Up to 300 guerrillas have surrendered since the measures came into force on February 28, but experts estimate several hundred more are still fighting in pockets of territory east of Algiers and in parts of the desert south.

Rebels launched an armed insurrection in 1992 after the then-military-backed authorities scrapped a parliamentary election in 1992 that the Islamic Salvation Front (FIS) was set to win.

The authorities had feared an Iranian-style revolution.

The amnesty gives guerrillas still at large six months to surrender and win immunity from prosecution provided they did not commit massacres, rapes or bombings of public places.

Prime Minister Abdelaziz Belkhadem, seen as a moderate Islamist, said shortly before the amnesty expired at midnight (2300 GMT) on Monday that it might be extended.

It was the second time in a week that Belkhadem, a close ally of Bouteflika, has suggested the amnesty will continue.

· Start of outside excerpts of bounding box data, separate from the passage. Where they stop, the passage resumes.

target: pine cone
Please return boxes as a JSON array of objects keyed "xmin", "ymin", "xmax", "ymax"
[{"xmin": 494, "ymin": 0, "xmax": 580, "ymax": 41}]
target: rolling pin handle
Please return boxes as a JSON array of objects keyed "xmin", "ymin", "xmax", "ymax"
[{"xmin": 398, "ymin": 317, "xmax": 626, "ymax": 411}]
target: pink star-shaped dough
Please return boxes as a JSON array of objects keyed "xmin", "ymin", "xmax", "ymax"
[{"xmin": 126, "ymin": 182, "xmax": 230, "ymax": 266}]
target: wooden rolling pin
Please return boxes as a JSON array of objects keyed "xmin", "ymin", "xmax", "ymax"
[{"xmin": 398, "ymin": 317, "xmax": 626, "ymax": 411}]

“It [the national reconciliation law] should not be limited in time or space,” Belkhadem told state television. “… National reconciliation is an action that must be assessed within the framework of the objective it had set, that is encouraging fraternity among Algerians, reconciling Algerians with each other and leaving behind the grudges and rancour.” The amnesty is being watched closely around the region because the stability of the country, a key gas supplier to Europe, is seen as crucial for the wider Mediterranean.

Several newspaper commentators have suggested an extension would be excessively lenient to the armed groups.

“As if six months wasn’t long enough! … A government that rolls out the red carpet for assassins who fear neither God nor man — that’s something you only find in horror films,” wrote Tayeb Belghiche in the influential El Watan daily.

As part of the reconciliation plan, 2,200 former rebels captured in the fighting have been freed from prison and members of the security forces were given blanket immunity from prosecution for any wrongdoing committed during the conflict.